Everyone without a trophy:
„And this suitcase is where I‘d put a trophy… *IF I HAD ONE!“*
forget about trophies, people have suitcases??
Do pageant crowns count as trophies?
haha!
“I would put my suitcase in my trophy, once I get a trophy.”
Tom: Are you okay?
Tom: *puts suitcase in trophy*
AI: Your free trial of life is over
Both Bard and ChatGPT have no problems with these sentences now. Would be interesting to see a sequel about them.
My:
Can you tell me what the following sentence is trying to say:
The trophy would not fit in the suitcase because it was too big.
ChatGPT:
This sentence is explaining that the trophy couldn't be placed inside the suitcase due to its size
@@redstonerelic Interesting, doesn't specify which object is too large.
I believe CGP Grey did a video on this subject that aged much better? Its hypothetical example is a bot trained to sort images between "bee" and "dog" -- which after an iterative training process it can (and quite efficiently), only to get tripped up by a photo of a dog in a bee costume.
Me: The trophy would not fit in the suitcase because it was too big.
ChatGPT: This sentence is an example of a classic ambiguity problem often used in linguistics. The pronoun "it" could refer to either the "trophy" or the "suitcase," leading to two interpretations:
The trophy was too big to fit in the suitcase.
The suitcase was too big to hold the trophy.
However, most people intuitively assume that the trophy is too big because it aligns better with common sense expectations (trophies are usually large and suitcases are typically for storing things).
Do you enjoy exploring these types of linguistic puzzles?
"Computers are missing the breadth of knowledge humans have access to."
*Me looking something up on google*
The funniest post in the thread.
In our AI classes we learn the difference between information and knowledge...

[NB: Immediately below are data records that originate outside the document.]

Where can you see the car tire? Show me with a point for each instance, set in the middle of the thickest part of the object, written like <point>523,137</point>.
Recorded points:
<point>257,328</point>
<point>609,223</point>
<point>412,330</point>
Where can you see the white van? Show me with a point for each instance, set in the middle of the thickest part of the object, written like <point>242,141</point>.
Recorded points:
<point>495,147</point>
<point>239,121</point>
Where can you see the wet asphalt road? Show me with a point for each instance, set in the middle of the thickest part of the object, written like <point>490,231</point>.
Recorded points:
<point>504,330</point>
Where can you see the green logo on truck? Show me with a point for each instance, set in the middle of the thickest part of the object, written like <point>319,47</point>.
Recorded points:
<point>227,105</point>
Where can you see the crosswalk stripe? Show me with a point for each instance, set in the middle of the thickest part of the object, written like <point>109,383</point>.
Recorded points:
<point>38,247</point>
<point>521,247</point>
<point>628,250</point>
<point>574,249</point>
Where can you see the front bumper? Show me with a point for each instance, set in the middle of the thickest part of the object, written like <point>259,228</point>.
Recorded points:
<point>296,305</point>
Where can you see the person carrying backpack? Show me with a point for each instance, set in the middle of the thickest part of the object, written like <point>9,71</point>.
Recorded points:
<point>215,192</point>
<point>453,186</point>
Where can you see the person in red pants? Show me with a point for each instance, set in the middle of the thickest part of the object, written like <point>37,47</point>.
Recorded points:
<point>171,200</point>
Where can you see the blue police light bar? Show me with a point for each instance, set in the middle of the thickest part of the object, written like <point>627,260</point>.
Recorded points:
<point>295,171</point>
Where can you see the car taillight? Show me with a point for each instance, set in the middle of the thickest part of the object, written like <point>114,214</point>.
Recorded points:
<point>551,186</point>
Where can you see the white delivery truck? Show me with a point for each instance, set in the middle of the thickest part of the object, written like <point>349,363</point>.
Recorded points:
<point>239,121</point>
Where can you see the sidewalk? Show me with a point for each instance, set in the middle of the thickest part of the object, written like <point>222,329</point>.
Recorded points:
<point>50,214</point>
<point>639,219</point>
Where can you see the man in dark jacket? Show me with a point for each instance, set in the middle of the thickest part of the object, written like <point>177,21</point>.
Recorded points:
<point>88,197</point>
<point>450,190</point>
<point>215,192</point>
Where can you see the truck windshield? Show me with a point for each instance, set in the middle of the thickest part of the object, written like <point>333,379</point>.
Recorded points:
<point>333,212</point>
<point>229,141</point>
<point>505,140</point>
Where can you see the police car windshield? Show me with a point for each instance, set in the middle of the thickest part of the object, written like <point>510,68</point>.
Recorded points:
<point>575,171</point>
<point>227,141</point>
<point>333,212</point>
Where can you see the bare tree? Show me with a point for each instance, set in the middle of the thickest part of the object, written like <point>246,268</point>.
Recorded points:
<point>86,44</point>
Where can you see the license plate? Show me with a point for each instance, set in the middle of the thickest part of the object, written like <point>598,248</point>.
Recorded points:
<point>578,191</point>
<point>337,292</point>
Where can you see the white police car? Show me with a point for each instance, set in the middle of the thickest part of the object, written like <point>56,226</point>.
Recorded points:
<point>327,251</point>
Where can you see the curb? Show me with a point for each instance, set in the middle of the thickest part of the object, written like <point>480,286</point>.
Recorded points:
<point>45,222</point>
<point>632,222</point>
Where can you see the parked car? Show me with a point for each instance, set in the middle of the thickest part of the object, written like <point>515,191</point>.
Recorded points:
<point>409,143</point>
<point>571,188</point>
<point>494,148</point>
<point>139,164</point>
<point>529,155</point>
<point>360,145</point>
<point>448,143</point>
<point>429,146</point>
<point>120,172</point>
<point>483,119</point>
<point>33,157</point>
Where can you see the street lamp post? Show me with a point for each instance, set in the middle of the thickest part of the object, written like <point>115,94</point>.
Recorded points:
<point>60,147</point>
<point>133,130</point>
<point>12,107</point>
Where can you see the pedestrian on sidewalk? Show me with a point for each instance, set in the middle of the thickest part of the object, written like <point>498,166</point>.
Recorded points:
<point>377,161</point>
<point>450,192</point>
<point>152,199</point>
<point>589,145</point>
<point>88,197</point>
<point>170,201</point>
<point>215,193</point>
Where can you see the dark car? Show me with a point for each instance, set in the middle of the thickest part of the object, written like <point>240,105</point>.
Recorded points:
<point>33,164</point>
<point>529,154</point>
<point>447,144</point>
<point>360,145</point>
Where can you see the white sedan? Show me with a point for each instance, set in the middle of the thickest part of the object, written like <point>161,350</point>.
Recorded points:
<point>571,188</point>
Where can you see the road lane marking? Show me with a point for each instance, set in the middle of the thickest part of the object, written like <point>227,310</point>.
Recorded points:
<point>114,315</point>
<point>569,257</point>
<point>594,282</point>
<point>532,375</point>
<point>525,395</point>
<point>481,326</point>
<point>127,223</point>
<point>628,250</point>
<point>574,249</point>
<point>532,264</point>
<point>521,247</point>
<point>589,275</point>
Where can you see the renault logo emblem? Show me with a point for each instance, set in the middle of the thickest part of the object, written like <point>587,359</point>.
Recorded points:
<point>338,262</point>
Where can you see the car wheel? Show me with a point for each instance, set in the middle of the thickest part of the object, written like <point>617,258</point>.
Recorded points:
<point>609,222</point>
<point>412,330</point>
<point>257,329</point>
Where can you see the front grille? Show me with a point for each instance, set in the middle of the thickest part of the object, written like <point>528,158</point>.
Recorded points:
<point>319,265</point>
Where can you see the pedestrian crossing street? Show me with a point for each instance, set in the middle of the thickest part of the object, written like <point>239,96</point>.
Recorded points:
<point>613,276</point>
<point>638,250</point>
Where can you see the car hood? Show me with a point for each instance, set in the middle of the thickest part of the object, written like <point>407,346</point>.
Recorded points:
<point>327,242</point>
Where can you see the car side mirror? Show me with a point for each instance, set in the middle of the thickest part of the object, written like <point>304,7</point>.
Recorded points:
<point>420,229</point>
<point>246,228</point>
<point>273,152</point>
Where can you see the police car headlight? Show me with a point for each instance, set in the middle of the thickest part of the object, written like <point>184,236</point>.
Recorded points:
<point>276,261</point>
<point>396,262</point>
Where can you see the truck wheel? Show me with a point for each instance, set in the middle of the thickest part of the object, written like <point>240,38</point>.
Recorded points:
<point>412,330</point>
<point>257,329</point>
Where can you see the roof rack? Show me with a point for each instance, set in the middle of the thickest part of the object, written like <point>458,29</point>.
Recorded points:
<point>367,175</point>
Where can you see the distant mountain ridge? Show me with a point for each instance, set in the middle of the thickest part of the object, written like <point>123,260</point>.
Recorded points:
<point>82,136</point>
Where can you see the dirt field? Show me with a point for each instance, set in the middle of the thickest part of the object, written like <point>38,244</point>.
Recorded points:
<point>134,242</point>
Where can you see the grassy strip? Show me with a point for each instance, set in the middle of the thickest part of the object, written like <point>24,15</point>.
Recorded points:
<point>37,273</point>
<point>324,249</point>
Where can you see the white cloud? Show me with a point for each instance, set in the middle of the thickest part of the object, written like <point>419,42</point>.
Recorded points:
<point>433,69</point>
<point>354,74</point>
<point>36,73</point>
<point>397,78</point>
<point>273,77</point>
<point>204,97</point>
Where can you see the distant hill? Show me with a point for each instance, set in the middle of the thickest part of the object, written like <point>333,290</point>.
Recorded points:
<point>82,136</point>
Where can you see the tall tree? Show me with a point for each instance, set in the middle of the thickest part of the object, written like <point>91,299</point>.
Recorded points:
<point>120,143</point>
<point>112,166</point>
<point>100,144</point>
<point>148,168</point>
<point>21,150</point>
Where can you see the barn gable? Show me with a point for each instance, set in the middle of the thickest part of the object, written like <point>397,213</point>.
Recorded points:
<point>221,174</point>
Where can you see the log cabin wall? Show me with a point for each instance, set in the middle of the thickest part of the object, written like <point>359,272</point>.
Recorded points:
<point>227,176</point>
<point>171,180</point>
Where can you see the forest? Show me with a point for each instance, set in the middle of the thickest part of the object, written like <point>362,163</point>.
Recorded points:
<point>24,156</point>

“Larger things don't fit inside smaller things.“
_Doctor Who enters the chat_
It’s bigger on the inside!
It’s smaller on the outside
The funny thing is that Dr. Who fanfiction might confuse AI into thinking things CAN be bigger on the inside.
Hentai enters chat
Hermione's handbag enters the chat.
King Candy: *puts on glasses* "You wouldn't beat a guy with glasses, would you?"
Ralph: *beats King Candy WITH the glasses*
this is such a good example LMAO
@@casymichelle4581 no it isn't because of use of "with the glasses" is informal and actually not how the English language works.
3 years on, this video has aged like somewhere between milk & wine
“Put the trophy in the suitcase”
AI: “Ok. *You kill yourself.*”
You know, I’ve tried using the AI dungeon recently, apparently a lot of people tried doing the same thing Tom did because the moment i asked it to imagine a suitcase and a trophy it immediately filled in the rest of the problem for me, gave me the correct answer, and twice proudly proclaimed that it knew trophies were made of medal. It was an interesting conversation all round, I asked it if it knew Grice’s Maxims, and not only did it list them but it explained what they were in, what I could tell, were its own words. It also identified times in our conversation when one of the maxims had been violated or flouted, and even stopped to correct me when I accidentally referred to it as “flaunting” a maxim.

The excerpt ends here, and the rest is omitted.